Was the Killing of Osama bin Laden legal, moral or prudent?
It was essentially symbolic. The Deputy National Security Advisor for Combating Terrorism from 2005-2009, Juan Zarate, succinctly put it in the Channel 4 documentary about the killing: "the one image that comes out of this is the fact that bin Laden's final sight on this Earth was the nuzzle of a US Navy SEAL. For those of us that have been looking for bin Laden for a long time, to know that that was the last thing he saw…is actually a moment of joy". This is a story of symbolic victory for the US, and no legal or moral ramification, no case of prudence, can ever detract it away from that. This was "for God and for Country, Geronimo, Geronimo, Geronimo" and not with doing the legal, moral or prudent thing. Mona Siddiqui mentioned in the Guardian article debating the implications of the death, that "bin Laden had become dehumanised, yet he had also become more than human - and the US wanted to get rid of that symbol". After all, he had somehow hid from the most powerful nation on Earth for a decade, and it could be said that this was a great embarrassment for the US, and embarrassment that needed to be rid of. This was retributive justice. It again, falls under the Just War Theory, which is that under the models of individualism and collectivism, the US felt it was just in its killing. Indeed, especially with the model of collectivism, this was considered to be America vs. Al Qaeda. The “war on terror” meant, “when we kill enemy soldiers we do not kill them qua individuals attacking us, but qua representatives of our enemy”. Bin Laden was the ultimate representative, and as a result his death was symbolic to the war against terror.
This is easy to understand, easy to unpack and decipher. The actions of a state in a time of war are indeed understandable by most nations. Some would say that this is why bin Laden’s death was welcomed by so many. But it is important to note that the US is not acting, no matter how much it wants to and how much it does, in isolation. Despite the harsh reality we must understand what the death of one man means for the wider spectrum of international security. Ward Thomas’s article stood out to me as a deeper understanding of why the US has the power to put aside rules of legitimacy to achieve its aims. He talks of the history of assassination and how the approach to it has been shaped in the favour of powerful, contemporary states. He believes that ethical norms typically consist of two strands: a priori moral principles, and historically contingent cultural and geopolitical factors. He goes on; “because norms are the products of political processes as well as moral principles, they are grossly imperfect reflections of abstract morality”. This imperfect and abstract morality means that it can be twisted and skewed to work in the favour of those that it privileges. The history of assassination demonstrates how it went from being widely accepted, to being considered an abomination. As van Creveld describes it, a “fiction that wars are waged between states, not men” helped the already powerful states protect its own leaders. Leadership decapitation for a terrorist organization may not mean much, but decapitation of the leader of a powerful state is an entirely different matter. As a result, this norm became internalized and the thought of assassination became wrong on a reflex.

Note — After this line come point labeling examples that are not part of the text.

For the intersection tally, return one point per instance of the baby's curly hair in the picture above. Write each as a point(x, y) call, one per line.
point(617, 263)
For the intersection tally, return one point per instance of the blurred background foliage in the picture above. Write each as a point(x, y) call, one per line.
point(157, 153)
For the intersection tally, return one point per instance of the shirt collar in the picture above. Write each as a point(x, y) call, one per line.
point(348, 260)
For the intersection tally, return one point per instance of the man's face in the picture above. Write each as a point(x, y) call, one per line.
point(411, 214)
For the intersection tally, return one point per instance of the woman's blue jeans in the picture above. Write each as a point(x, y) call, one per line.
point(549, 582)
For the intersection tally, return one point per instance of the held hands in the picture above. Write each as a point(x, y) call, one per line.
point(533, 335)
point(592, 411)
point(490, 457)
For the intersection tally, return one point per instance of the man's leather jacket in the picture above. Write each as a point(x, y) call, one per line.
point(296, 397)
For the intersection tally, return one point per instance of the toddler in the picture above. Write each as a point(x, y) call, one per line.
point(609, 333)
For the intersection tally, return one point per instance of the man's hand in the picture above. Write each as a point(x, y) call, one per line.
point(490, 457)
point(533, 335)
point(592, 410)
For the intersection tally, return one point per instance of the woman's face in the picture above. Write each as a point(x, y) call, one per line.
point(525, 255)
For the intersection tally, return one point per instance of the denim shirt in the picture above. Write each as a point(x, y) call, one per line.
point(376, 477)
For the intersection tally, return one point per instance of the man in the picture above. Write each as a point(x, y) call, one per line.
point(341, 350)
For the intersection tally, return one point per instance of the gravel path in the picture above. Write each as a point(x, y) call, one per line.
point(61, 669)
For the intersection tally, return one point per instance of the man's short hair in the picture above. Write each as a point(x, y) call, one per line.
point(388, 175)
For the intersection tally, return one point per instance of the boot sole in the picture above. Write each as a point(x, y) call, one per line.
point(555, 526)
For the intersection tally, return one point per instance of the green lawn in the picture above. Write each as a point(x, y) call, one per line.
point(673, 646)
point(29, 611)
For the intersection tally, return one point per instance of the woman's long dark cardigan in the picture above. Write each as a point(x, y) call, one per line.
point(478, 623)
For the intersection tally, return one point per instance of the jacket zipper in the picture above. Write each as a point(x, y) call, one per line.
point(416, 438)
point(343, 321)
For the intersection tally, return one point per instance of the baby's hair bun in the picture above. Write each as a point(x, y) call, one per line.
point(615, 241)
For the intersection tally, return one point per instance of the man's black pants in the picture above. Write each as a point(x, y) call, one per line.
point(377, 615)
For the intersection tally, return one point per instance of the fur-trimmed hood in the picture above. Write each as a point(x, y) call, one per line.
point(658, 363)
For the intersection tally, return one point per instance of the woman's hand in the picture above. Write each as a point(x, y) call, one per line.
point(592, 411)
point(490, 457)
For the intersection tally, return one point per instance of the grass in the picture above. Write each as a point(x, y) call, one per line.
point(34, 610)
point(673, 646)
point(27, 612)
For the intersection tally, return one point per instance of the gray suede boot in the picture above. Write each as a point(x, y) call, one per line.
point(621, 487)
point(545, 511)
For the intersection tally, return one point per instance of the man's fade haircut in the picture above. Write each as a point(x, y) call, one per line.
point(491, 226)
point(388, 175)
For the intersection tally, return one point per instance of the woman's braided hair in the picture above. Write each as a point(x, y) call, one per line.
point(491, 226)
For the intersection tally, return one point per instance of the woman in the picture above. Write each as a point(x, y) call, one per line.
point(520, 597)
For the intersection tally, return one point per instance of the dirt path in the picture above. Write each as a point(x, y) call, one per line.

We now question the legality and morality of the death of bin Laden, but “barely bat an eyelash at bomb causalities in the thousands” (Thomas, 2000). This “ethical disconnect” means that the US used its power to make the killing of bin Laden permissible in this instance, but an attempted assassination of its own leaders an outrage.
This fits hand in hand with the “American exception”. Just as Thomas talks of a time where assassination was widely accepted, Ralph agrees that the US “did not adopt a new paradigm. Rather it recalled a time when states could fight wars against non state actors and deny those actors the right that are due lawful belligerents”. Assassination and targeted killings were ruled immoral and illegal by powerful states to protect its own, and used against it’s enemies to further assert its authority: “…their confidence in the justness of distinctly American cause leads them to dismiss the laws of war as the moral relativists concession to evil”. Is this correct? Not at all. Is it a reality? Absolutely. What we seem to forget is that international security is sometimes the ultimate PR job. Before asking ourselves if the killing of bin Laden is moral, legal or prudent, we must question who shaped our ideas of morality, legality and prudence, and if they themselves abide by these ideas. If they do not, why not? Nothing is clear-cut and despite Kant’s best wishes, human beings cannot act with integrity at all times, if ever.